NER_CRF model is not generalizing

Hi, below is my config file:

config = “”" language: “en”

pipeline:

  • name: “SpacyNLP” # loads the spacy language model model: “en_core_web_md” case_sensitive: false

  • name: “SpacyTokenizer” # splits the sentence into tokens

  • name: “SpacyFeaturizer” # transform the sentence into a vector representation

  • name: “SklearnIntentClassifier” # uses the vector representation to classify using SVM

  • name: “RegexFeaturizer”

  • name: “CRFEntityExtractor” features: [ [“low”, “title”, “upper”,“prefix2”,“suffix2”], [“bias”, “low”, “prefix5”, “prefix2”, “suffix5”, “suffix3”, “suffix2”, “upper”, “title”, “digit”, “pattern”], [“low”, “title”, “upper”,“prefix2”,“suffix2”] ]

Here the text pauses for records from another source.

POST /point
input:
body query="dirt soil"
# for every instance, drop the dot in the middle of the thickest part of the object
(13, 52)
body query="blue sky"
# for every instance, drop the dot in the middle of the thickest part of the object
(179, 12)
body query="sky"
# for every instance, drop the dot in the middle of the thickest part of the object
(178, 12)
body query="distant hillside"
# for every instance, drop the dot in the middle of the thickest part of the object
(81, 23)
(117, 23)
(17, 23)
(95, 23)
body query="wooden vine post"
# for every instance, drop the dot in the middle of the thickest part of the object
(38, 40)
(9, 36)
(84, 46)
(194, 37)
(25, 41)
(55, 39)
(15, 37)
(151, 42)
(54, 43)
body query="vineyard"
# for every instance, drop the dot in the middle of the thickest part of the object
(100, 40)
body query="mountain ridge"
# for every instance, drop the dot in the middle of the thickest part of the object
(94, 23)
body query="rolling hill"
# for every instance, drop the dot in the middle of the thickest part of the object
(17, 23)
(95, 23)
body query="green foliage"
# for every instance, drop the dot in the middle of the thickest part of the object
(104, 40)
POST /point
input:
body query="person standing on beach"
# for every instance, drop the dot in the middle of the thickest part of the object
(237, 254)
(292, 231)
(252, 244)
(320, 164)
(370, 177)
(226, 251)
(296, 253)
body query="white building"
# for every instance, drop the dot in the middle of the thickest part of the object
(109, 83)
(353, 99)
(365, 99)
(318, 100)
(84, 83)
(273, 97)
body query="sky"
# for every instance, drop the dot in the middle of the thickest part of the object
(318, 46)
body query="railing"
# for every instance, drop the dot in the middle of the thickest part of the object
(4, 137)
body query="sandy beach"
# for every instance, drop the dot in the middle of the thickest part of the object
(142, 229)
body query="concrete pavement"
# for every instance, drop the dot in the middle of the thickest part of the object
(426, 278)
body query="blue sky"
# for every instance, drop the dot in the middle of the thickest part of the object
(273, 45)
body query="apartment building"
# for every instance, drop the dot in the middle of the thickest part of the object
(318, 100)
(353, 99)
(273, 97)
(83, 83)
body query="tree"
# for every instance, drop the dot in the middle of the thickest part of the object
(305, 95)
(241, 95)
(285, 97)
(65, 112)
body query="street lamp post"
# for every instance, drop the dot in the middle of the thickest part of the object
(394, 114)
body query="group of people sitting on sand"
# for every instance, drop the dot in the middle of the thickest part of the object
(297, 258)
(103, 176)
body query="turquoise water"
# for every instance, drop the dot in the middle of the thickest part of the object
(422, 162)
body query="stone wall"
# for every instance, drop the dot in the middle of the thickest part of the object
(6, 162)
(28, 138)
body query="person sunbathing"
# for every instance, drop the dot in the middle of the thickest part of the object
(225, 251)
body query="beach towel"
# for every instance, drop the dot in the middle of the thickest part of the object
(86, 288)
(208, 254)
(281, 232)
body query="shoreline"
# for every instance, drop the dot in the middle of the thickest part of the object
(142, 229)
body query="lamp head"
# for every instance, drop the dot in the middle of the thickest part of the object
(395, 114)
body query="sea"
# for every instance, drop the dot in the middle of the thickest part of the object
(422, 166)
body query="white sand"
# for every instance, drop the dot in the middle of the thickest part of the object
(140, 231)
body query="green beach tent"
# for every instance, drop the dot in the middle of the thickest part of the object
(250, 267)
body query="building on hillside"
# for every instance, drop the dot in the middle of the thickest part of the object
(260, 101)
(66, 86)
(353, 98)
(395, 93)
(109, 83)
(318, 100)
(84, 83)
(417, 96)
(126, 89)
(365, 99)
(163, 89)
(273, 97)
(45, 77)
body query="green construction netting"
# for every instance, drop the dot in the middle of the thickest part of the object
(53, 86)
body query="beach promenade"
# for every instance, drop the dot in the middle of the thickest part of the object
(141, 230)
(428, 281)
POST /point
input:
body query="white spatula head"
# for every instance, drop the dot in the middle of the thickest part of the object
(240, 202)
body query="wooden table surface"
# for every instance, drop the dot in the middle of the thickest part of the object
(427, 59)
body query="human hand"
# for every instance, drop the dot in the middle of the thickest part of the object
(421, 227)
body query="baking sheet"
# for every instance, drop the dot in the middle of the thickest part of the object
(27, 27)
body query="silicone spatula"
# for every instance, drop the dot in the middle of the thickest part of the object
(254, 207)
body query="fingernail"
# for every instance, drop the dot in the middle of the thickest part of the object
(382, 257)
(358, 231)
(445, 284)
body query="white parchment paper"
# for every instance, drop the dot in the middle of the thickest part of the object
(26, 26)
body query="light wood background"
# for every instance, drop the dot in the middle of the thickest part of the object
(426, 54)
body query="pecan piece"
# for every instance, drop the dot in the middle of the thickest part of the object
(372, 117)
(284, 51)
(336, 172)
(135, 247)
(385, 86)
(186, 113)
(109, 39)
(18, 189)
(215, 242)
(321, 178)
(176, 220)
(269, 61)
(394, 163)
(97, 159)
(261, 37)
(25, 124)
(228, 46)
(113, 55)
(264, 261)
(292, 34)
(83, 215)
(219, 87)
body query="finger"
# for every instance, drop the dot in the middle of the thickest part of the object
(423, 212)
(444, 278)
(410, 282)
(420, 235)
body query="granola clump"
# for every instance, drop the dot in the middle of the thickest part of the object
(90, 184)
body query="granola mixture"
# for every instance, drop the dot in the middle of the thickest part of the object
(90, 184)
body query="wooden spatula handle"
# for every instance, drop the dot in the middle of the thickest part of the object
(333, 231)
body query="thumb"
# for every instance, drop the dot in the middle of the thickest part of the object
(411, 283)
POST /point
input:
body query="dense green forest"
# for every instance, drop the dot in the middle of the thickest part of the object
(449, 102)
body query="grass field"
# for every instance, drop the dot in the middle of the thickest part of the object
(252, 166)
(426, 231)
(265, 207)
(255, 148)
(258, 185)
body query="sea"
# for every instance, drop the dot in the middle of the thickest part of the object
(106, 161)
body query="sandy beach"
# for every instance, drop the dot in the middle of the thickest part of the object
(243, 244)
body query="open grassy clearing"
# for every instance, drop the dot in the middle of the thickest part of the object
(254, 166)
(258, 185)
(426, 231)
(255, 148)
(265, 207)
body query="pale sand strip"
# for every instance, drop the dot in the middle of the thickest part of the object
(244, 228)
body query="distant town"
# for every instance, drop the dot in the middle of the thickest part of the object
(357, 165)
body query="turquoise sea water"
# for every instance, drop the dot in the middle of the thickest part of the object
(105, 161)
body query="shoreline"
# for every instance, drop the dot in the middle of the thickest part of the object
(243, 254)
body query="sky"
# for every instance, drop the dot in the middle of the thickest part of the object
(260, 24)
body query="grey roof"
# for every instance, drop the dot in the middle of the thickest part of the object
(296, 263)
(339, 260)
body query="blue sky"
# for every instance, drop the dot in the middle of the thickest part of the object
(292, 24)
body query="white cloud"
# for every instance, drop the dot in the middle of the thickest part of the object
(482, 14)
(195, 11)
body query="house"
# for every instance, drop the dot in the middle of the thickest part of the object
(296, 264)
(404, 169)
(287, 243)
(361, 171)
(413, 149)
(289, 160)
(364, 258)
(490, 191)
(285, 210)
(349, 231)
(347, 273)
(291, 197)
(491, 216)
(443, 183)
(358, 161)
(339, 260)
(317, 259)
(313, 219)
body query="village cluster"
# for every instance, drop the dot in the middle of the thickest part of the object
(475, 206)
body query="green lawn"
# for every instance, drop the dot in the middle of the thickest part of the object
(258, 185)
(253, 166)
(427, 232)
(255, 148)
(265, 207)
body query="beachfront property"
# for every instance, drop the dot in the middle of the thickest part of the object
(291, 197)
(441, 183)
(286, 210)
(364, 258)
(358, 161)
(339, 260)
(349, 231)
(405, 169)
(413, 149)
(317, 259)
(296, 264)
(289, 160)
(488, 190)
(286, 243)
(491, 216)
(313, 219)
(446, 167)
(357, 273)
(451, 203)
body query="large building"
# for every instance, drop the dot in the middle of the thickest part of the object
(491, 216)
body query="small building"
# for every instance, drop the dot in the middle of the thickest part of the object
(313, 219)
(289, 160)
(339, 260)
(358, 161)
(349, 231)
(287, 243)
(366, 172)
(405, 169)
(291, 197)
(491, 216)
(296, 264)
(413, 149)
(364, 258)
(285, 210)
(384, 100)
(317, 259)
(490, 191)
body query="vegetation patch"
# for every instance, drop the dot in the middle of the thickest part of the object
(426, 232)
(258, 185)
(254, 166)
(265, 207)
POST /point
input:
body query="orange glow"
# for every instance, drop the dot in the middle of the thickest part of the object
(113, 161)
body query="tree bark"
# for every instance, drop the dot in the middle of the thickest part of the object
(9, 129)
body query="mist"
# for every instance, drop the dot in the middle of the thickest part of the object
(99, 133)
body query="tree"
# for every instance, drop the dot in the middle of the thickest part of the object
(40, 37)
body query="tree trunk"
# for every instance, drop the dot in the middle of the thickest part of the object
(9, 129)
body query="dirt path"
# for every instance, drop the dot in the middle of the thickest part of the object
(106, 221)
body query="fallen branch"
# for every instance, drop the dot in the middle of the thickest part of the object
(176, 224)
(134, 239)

  • name: “EntitySynonymMapper” # trains the synonyms “”"

I have now provided almost 300 training examples in my intents. NER is able to identify the entity on which i have already trained but it is not generalizing to entity that are not in training data. for example:

Let say i have training data as:

  • How do i get number of issue for ABC
  • How do i get number of students in XYZ
  • How many number of students are in NOP

I have almost 300 training examples as such. Model is able to predict the [ABC],[XYZ] and [NOP] but it doesn’t recognizes [DEF] as dept. I don’t feel the answer to this query shall be “Include more training examples” Because the CRF model of CORENLP starts generalizing to these entities with very less amount of training data.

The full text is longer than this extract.